Safe Harbor Financial, NASDAQ: SHFS, reported mixed results for its fourth quarter of 2024 and the full year that ended on Dec. 31. Revenue declines were offset by growth within its lending division.

In the company’s fourth quarter, its interest on loans increased by 82%. The full-year income grew 123% from $6.6 to $6.6.

The company’s revenue decreased to $15,2 million by 2024 from 17,6 million dollars in 2023, despite the growing lending segment. The decrease was attributed by the company to reduced deposits and income from client onboarding related to Abaca’s previous acquisition.

Terry Mendez was appointed CEO of Safe Harbor earlier this year after Sundie Seefried retired. “We are innovators in this industry as we introduced a small-business line of credit and originated debt and credit facility at competitive terms for numerous customers across the U.S.,” said Terry Mendez, who joined Safe Harbor earlier this year after Sundie Seefried retired.

A net loss of $48,3 million was recorded by the company in 2024, up from a loss of $17.3 million.
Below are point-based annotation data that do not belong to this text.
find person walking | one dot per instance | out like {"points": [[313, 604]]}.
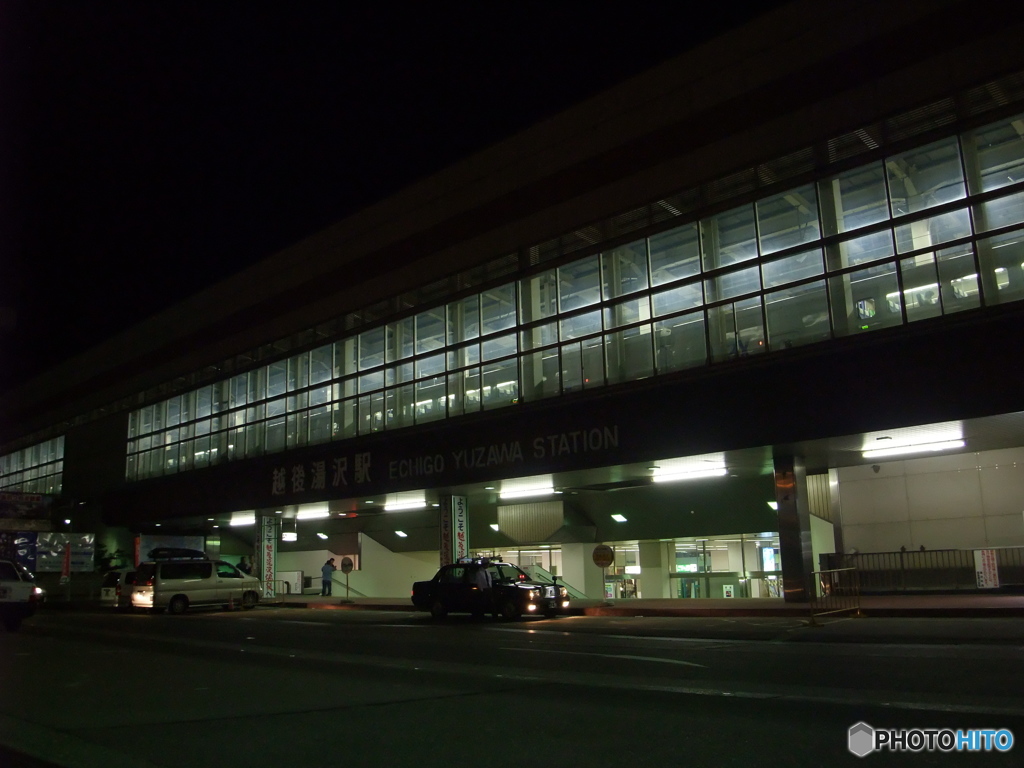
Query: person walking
{"points": [[328, 577]]}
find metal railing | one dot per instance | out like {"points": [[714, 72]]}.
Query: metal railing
{"points": [[835, 591], [927, 570]]}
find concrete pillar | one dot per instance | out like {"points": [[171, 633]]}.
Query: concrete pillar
{"points": [[794, 525], [579, 570], [654, 564]]}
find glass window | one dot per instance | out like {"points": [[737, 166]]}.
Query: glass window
{"points": [[430, 330], [499, 346], [346, 356], [733, 284], [540, 375], [430, 366], [736, 330], [430, 399], [921, 287], [539, 336], [792, 268], [797, 315], [677, 299], [958, 278], [464, 320], [728, 238], [925, 177], [1001, 260], [626, 312], [675, 255], [579, 284], [862, 250], [400, 339], [994, 214], [539, 296], [372, 348], [995, 155], [501, 383], [322, 364], [399, 407], [853, 199], [680, 343], [276, 380], [580, 325], [787, 219], [933, 230], [624, 269], [298, 372], [498, 309], [629, 354], [865, 300]]}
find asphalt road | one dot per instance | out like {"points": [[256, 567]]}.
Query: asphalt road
{"points": [[295, 687]]}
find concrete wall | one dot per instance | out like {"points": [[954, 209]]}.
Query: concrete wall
{"points": [[382, 572], [951, 502]]}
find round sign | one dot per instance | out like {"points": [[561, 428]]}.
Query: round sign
{"points": [[603, 555]]}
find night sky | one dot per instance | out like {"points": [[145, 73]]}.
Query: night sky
{"points": [[150, 148]]}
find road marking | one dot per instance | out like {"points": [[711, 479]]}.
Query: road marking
{"points": [[611, 655]]}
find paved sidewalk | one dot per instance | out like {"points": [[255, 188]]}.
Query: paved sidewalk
{"points": [[921, 606]]}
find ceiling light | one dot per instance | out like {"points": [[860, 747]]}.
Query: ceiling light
{"points": [[410, 504], [524, 493], [923, 448], [695, 474]]}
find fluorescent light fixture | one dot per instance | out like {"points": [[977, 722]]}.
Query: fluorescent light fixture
{"points": [[695, 474], [923, 448], [410, 504], [525, 493]]}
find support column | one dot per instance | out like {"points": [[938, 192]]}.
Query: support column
{"points": [[653, 569], [794, 525], [579, 570]]}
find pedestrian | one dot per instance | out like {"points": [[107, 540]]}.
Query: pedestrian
{"points": [[328, 577]]}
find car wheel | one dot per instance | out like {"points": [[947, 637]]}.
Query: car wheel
{"points": [[437, 609], [178, 604]]}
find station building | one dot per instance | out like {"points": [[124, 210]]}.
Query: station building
{"points": [[759, 304]]}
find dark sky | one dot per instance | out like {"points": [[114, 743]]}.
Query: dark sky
{"points": [[150, 148]]}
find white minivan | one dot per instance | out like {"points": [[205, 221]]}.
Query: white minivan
{"points": [[176, 586]]}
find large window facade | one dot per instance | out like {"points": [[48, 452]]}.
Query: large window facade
{"points": [[930, 231], [37, 469]]}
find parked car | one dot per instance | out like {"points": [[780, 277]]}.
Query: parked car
{"points": [[115, 591], [18, 595], [177, 585], [482, 586]]}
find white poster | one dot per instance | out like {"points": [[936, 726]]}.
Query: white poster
{"points": [[986, 569], [268, 554]]}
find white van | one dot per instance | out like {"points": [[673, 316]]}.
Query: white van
{"points": [[177, 585]]}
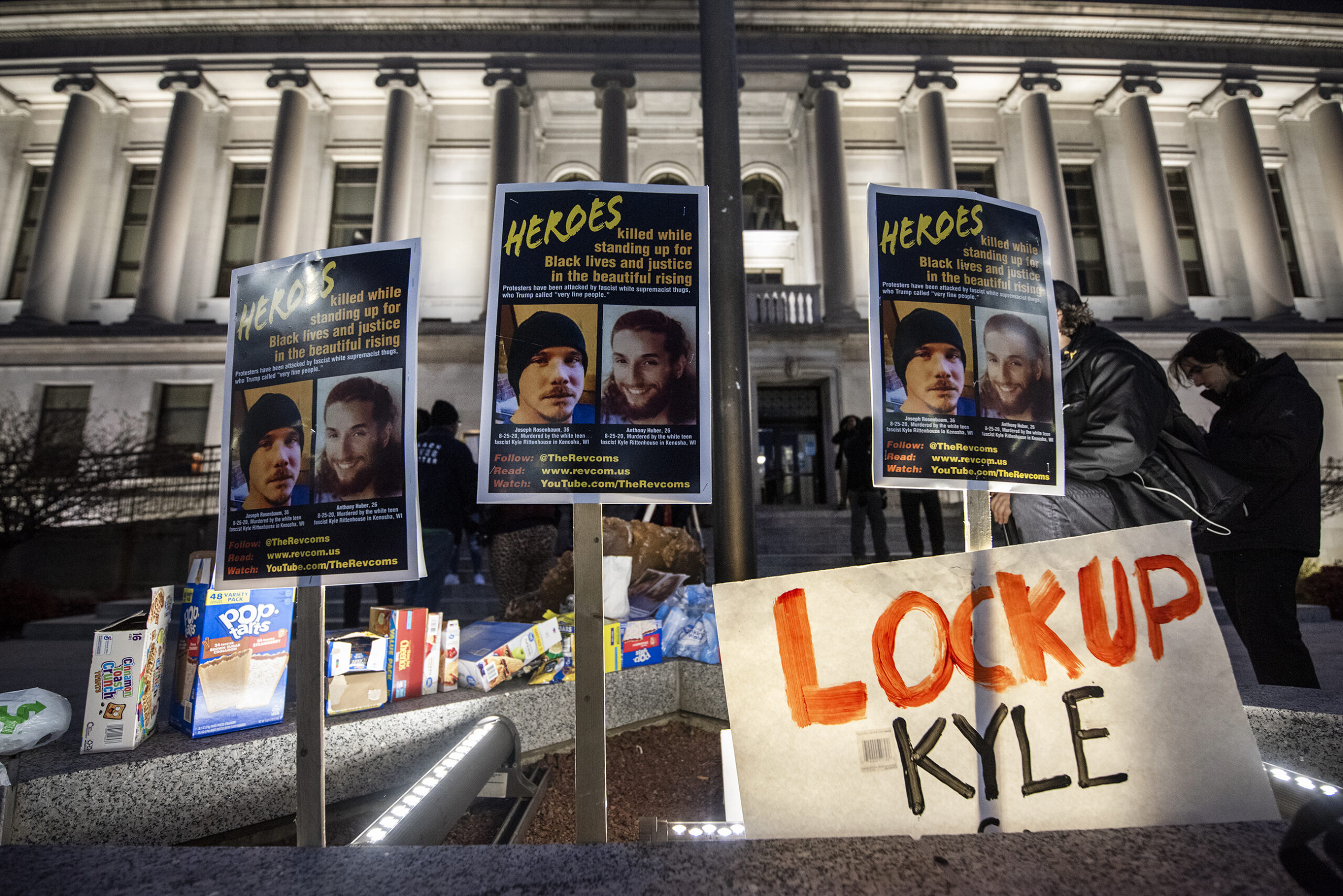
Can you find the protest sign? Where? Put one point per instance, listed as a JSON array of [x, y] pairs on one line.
[[317, 471], [596, 370], [1080, 683], [965, 354]]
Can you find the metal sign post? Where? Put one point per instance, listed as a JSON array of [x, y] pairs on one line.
[[590, 677]]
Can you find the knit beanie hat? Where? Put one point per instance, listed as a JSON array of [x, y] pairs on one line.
[[922, 327], [540, 331], [272, 411]]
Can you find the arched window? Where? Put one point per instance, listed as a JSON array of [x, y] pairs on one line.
[[762, 205]]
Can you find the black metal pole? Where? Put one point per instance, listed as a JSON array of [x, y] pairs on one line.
[[734, 454]]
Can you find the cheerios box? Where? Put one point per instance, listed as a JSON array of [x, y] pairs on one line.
[[233, 660], [121, 706]]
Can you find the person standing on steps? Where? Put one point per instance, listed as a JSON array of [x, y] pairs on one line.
[[1268, 430]]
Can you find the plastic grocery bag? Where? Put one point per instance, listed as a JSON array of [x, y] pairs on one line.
[[30, 719]]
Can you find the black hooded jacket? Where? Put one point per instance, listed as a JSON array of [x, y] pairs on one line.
[[1268, 430]]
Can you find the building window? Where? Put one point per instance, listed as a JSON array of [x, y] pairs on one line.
[[180, 432], [27, 231], [65, 409], [979, 179], [1186, 231], [762, 205], [242, 225], [353, 206], [1088, 245], [125, 280], [1284, 228]]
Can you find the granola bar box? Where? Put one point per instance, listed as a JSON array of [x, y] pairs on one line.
[[121, 706], [233, 660]]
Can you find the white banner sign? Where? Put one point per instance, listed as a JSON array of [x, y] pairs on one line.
[[1080, 683]]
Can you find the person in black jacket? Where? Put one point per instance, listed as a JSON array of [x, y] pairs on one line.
[[446, 497], [1116, 408], [1268, 430]]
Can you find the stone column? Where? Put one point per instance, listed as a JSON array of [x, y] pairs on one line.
[[1157, 241], [56, 249], [284, 197], [1256, 221], [615, 93], [833, 191], [392, 205], [169, 215], [1045, 179]]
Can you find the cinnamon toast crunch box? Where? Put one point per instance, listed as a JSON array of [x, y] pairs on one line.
[[233, 660]]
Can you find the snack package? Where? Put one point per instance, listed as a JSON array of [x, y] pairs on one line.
[[233, 660], [121, 706], [495, 652], [450, 643], [404, 629], [641, 643], [433, 648]]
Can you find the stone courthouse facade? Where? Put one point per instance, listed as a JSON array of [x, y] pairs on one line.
[[1188, 161]]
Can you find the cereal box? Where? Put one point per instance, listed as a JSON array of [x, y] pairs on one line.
[[233, 660], [121, 707], [404, 632], [450, 643]]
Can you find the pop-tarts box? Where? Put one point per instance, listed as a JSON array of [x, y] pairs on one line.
[[641, 643], [121, 706], [233, 660]]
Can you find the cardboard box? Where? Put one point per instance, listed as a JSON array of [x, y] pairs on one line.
[[495, 652], [233, 660], [355, 692], [433, 636], [641, 643], [356, 652], [450, 644], [404, 631], [121, 707]]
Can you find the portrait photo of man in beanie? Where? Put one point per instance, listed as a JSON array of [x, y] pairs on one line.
[[929, 355], [547, 370], [270, 452]]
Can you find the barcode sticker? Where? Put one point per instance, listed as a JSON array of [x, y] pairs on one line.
[[876, 750]]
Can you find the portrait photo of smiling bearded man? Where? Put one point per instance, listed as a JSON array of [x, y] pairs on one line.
[[361, 454], [652, 377]]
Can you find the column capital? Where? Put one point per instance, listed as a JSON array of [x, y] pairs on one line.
[[1133, 82], [1033, 81], [817, 82], [403, 74], [517, 78], [1232, 88], [194, 82], [1320, 94], [89, 85], [602, 81], [291, 76]]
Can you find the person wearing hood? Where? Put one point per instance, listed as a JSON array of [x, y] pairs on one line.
[[1268, 432]]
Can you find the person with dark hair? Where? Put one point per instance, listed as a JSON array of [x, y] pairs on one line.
[[867, 503], [547, 363], [446, 499], [1116, 409], [1016, 383], [1268, 430], [270, 452], [930, 358], [361, 457], [652, 379]]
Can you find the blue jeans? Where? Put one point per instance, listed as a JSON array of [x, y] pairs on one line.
[[440, 552]]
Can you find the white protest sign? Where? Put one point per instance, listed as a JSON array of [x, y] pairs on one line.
[[1080, 683]]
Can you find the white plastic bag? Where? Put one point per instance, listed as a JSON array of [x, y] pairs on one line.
[[30, 719]]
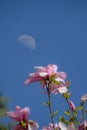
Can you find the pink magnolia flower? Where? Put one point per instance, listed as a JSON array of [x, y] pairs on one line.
[[21, 116], [48, 75], [83, 126], [50, 127], [72, 106], [60, 126], [84, 97], [71, 127]]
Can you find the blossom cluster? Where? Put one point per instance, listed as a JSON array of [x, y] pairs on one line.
[[55, 83]]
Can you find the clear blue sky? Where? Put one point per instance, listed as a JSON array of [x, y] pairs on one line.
[[60, 30]]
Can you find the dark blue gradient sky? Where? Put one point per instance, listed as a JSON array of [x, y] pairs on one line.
[[60, 30]]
The company recorded a net loss of $48.3 million for 2024, compared to a $17.3 million loss in 2023.

Safe Harbor said that it has also written off its intangible and goodwill assets on its balance sheet to zero as of the December end.

Operating expenses fell significantly to $22.3 million in 2024, versus $38.3 million in 2023 – a 42% reduction. Compensation and employee benefit expenses dropped by 25% as a result of lower stock-based pay and reduced headcount.

Safe Harbor, in addition to Partner Colorado Credit Union PCCU (end of December), entered into a modified commercial alliance agreement that eliminated Safe Harbor’s obligations regarding indemnification for loan losses. The company has also announced that its PCCU debt was successfully modified in March. This, it says will free up $6.4million in cash flow in the coming two years.

Mendez explained that the modification “greatly improves” our financial stability, as it allows us to release over $6,000,000 in cashflow within the next 2 years. It also extends the duration of the obligation until October 2030.

The adjusted EBITDA for 2024 was $2.9 millions, a decrease from $3.6 in 2023. Safe Harbor’s adjusted working capital was $2 million, according to the company.

Cash and cash-equivalents decreased to $2.3M at the close of 2024 compared with $4.9M at the conclusion of 2023.

Safe Harbor announced that it processed over $25 billion of cannabis-related money through its partner bank network since its foundation in 2001. This milestone was reached at the 10th anniversary of Safe Harbor.

Mendez stated that “one of the main reasons I chose Safe Harbor was the opportunity to expand on our solid foundation and to become a service provider who can address the clients’ needs.”

It filed an SEC notification on Monday stating that the company would require additional time in order to complete their annual report, Form 10-K. Safe Harbor stated that it needed more time to complete its annual report on Form 10-K, which included evaluating subsequent events such as debt modification and deferred tax assets.